In case of image classification with 0-255 pixel values of integer type, is it necessary/recommended to convert the values into float with Neural Networks? This conversion seems me unnecessary (moreover, float slows down matrix operations) but several implementations follow this practice. Why?
Technically with most languages you could pass in integer features for the input layer, since the weights will be floats, and multiplying a float by an integer will give you a float. Also, you don't usually care about partial derivatives of the input data, so it doesn't matter that the values are discrete.
For all weights and neuron activations, if you are using a method based on backpropagation for training updates, then you need a data type that approximates real numbers, so that you can apply fractional updates based on differentiation.

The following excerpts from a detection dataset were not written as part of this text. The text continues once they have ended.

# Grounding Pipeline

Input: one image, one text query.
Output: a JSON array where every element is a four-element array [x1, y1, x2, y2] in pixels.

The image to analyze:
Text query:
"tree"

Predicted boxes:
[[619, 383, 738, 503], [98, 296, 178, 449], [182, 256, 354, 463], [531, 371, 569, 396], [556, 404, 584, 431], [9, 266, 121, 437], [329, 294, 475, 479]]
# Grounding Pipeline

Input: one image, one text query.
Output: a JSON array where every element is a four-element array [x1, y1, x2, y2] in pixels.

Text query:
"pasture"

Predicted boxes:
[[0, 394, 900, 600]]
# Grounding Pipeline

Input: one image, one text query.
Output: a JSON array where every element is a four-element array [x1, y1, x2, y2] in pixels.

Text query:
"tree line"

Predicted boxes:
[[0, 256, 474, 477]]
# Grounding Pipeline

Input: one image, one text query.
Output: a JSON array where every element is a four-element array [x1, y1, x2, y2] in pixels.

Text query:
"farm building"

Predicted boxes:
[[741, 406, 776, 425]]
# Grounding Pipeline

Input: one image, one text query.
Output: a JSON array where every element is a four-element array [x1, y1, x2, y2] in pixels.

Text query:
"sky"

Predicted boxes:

Best weight values are often going to be fractional, non-whole numbers. Non-linearities such as sigmoid are also going to output floats. So after the input layer you have matrices of float values anyway. There is not much speed advantage multiplying integer matrix with float one (possibly even slightly slower, depending on type casting mechanism). So the input may as well be float.
In addition, for efficient training, the neural network inputs should be normalised to a specific roughly unit range (-1.0 to 1.0) or to mean 0, standard deviation 1.0. Both of these require float representation. If you have input data in 0-255 range - float or not - you will usually find the network will learn less effectively.
There are exceptions to these rules in some architectures and learning algorithms, where perhaps an integer-based input would work, but for the most common NN types, including MLP and "deep" feed-forward networks, it is simpler and easier to use float data type.